US-Programm zur Ausbildung von syrischen Kämpfern gescheitert
Eigentlich sollten 3000 "gemäßigte" Kämpfer vom Pentagon ausgebildet werden, von den 54 ersten sind angeblich noch 9 aktiv, die meisten sind untergetaucht oder haben sich anderen Gruppen angeschlossen
Für die Syrien-Politik Washingtons war es eine Blamage, als General Lloyd Austin, der Kommandeur des Centcom, letzte Woche vor dem Streitkräfteausschuss des Senats einräumen musste, dass gerade einmal "4 oder 5" der von den USA ausgebildeten Kämpfer in Syrien seien.
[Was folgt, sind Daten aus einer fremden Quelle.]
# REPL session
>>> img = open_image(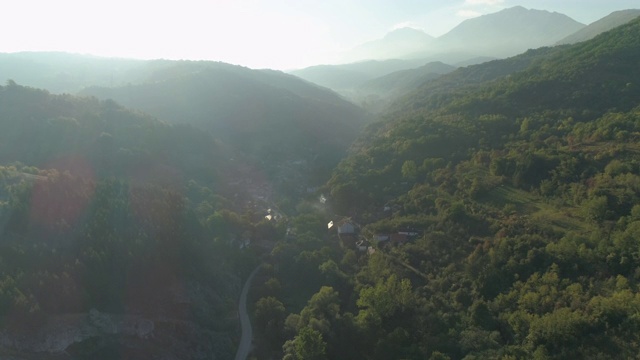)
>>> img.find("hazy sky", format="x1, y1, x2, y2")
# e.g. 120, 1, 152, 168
5, 0, 640, 69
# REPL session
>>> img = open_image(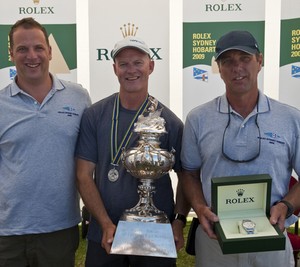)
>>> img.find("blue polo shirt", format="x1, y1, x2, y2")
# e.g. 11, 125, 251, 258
0, 74, 90, 236
181, 92, 300, 227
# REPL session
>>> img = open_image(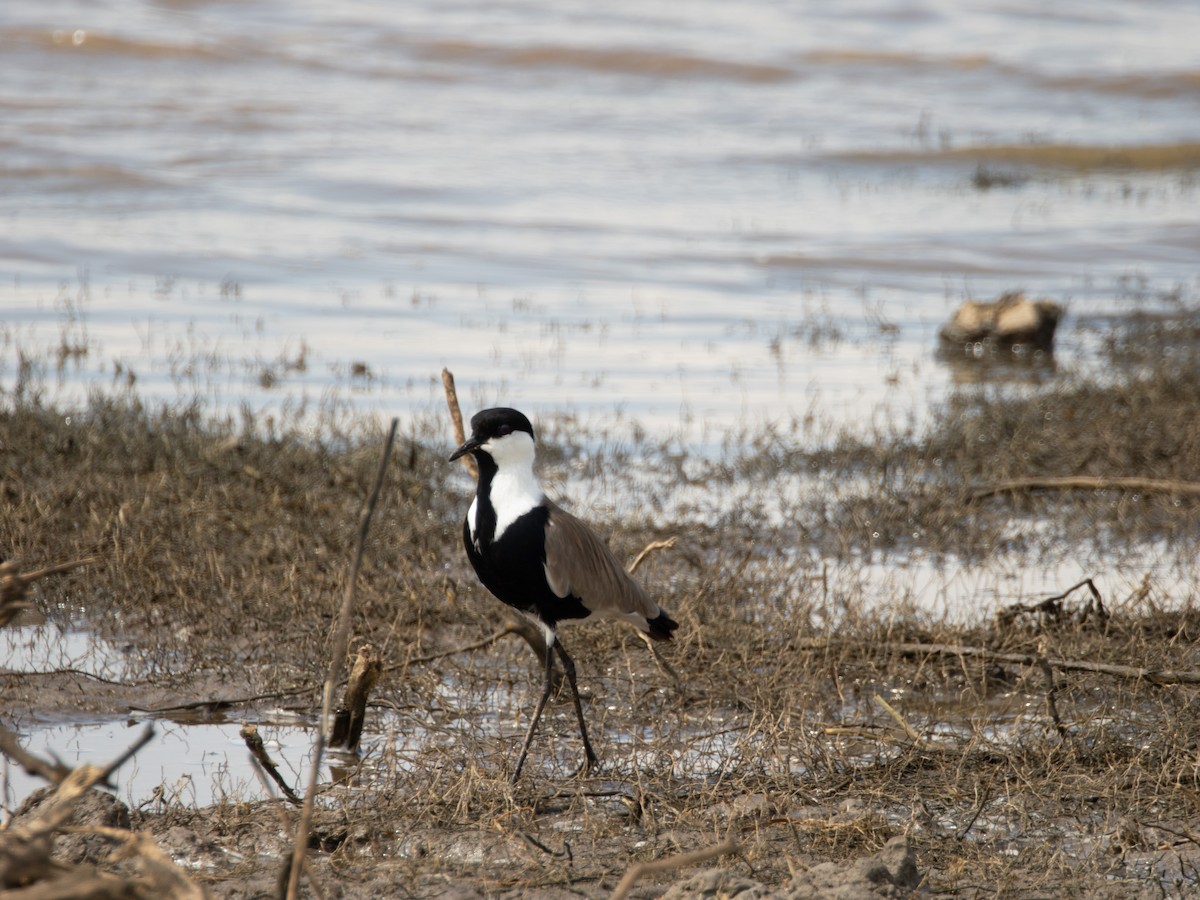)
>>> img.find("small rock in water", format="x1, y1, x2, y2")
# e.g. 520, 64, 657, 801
938, 290, 1063, 353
Die US-Regierung will bekanntlich selbst aus "gemäßigten" syrischen Oppositionellen, die trainiert und ausgerüstet werden, eine Bodentruppe machen, um dem kaum Wirkungen zeigenden Luftkrieg zu ergänzen. Das Ziel war auch, lenkbare Kämpfer auf dem Boden im Land zu haben, da es die Freie Syrische Armee kaum mehr gibt, die meisten anderen bewaffneten Oppositionsgruppen islamistisch sind und auch gegen Assad kämpfen. Auch die Kurden, die von den USA unterstützt werden, verfolgen eigene Interessen.
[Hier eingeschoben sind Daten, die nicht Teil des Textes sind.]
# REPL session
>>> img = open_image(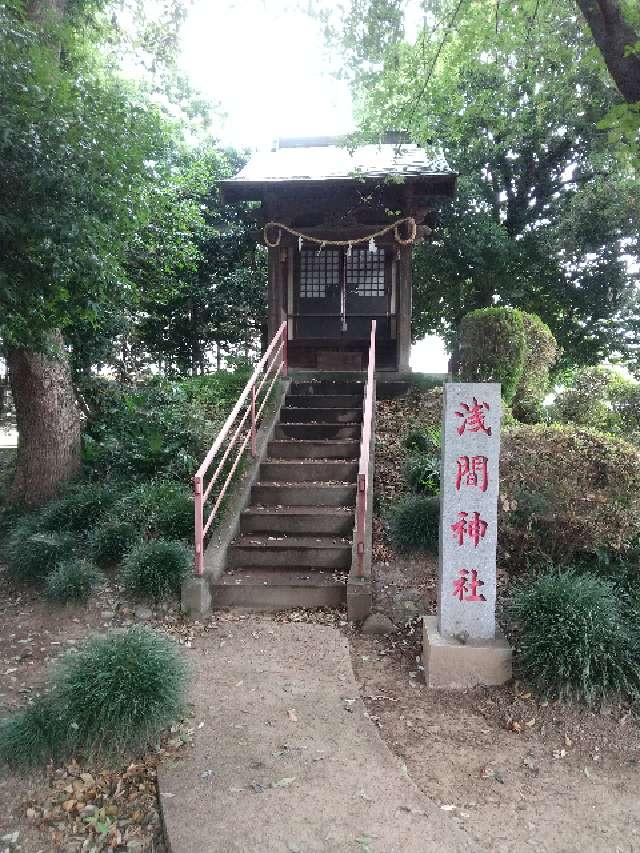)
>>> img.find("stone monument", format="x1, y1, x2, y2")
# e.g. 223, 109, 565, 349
423, 382, 511, 688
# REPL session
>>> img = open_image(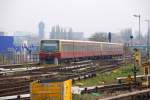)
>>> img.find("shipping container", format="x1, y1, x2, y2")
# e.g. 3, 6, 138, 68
0, 36, 14, 53
30, 79, 72, 100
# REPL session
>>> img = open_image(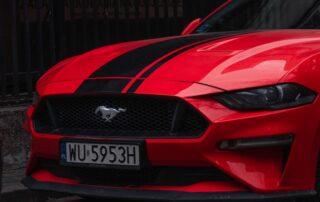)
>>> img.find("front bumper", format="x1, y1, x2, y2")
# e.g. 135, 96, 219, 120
26, 95, 320, 193
23, 177, 317, 202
Ein Jahr lang bombardieren US-Kampfflugzeuge und Drohnen im Rahmen der von den USA geführten Koalition bereits Stellungen des Islamischen Staats im Irak (seit 8. August 2014) und in Syrien (seit 23. September 2014). Die Koalition aus 60 Nationen, wie der General betont und worauf stets aus Washington hingewiesen wird, dient vor allem dazu, die Führung der USA und die Legitimität der Intervention zu demonstrieren, die in Syrien völkerrechtlich heikel ist und auf Duldung des von Russland unterstützten Assad-Regimes beruht. Hier kommt es gerade zu einem mit Konfrontation durchsetzten, schlingernden Annäherungskurs an Moskau, das allerdings klar macht, dass jede Unterstützung seitens Russlands die Einbeziehung von Assad und der syrischen Armee voraussetzt (Russische Kampfflugzeuge in Syrien?).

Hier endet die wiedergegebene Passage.